Moet op grond van artikel 27 van [richtlijn 77/388] (artikel 395 van [richtlijn 2006/112]) het bedrag aan „belastingfraude of -ontwijking” worden vastgesteld aan de hand van het door de lidstaat geleden nettoverlies aan belasting (rekening houdend met zowel de belasting in een later stadium die is betaald als de voorbelasting die recupereerbaar is in de structuur die leidt tot belastingfraude of -ontwijking) of het door de lidstaat geleden brutoverlies aan belasting (rekening houdend met alleen de belasting in een later stadium die is betaald in de structuur die leidt tot belastingfraude of -ontwijking)?
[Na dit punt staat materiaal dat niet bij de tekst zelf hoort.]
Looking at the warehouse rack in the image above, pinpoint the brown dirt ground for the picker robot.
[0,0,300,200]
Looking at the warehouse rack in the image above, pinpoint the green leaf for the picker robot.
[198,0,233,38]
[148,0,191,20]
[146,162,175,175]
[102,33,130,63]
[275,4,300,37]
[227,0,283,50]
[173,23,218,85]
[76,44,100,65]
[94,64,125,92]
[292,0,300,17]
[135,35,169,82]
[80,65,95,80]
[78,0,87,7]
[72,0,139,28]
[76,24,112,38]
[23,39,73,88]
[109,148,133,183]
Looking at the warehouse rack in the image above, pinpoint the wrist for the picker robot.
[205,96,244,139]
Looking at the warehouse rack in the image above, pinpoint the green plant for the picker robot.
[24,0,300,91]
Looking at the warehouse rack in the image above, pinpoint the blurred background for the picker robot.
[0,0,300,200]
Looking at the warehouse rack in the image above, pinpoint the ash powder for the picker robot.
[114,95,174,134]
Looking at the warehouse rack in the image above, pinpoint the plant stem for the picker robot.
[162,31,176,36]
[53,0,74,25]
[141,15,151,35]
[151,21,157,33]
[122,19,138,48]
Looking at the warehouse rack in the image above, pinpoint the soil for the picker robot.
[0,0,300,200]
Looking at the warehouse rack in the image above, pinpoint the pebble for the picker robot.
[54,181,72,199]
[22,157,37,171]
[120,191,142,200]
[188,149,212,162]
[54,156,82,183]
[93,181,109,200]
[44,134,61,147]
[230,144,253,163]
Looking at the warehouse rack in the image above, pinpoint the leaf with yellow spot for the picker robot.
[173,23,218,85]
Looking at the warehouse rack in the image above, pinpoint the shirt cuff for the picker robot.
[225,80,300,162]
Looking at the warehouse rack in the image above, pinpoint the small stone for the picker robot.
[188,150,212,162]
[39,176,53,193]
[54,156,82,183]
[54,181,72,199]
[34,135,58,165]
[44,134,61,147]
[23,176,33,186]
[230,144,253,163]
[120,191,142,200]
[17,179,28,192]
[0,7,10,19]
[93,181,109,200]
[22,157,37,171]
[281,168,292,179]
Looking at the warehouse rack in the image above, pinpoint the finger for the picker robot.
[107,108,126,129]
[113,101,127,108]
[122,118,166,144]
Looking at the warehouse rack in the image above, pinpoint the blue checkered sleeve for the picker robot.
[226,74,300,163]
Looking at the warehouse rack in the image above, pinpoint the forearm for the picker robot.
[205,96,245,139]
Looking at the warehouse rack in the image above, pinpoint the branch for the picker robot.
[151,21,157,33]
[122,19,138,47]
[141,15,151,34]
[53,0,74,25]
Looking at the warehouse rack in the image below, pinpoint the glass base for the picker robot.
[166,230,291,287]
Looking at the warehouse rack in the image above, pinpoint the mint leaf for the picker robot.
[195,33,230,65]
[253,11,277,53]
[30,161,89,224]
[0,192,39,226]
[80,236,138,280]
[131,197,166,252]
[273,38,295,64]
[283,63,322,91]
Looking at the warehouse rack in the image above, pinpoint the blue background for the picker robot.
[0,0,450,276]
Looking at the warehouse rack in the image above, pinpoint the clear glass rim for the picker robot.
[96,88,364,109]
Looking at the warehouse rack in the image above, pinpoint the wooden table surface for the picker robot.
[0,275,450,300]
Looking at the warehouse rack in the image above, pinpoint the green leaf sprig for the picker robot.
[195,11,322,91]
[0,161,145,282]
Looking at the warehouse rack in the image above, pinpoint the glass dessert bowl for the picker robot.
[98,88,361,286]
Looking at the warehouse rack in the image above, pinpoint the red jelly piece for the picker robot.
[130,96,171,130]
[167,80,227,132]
(1)  Beschikking 89/534/EEG van de Raad van 24 mei 1989 waarbij het Verenigd Koninkrijk wordt gemachtigd om ten aanzien van bepaalde leveranties aan niet-belastingplichtige wederverkopers een maatregel toe te passen die afwijkt van artikel 11, punt A. 1, onder a), van de Zesde richtlijn (77/388/EEG) betreffende de harmonisatie van de wetgevingen der lidstaten inzake omzetbelasting (PB 1989, L 280, blz. 54).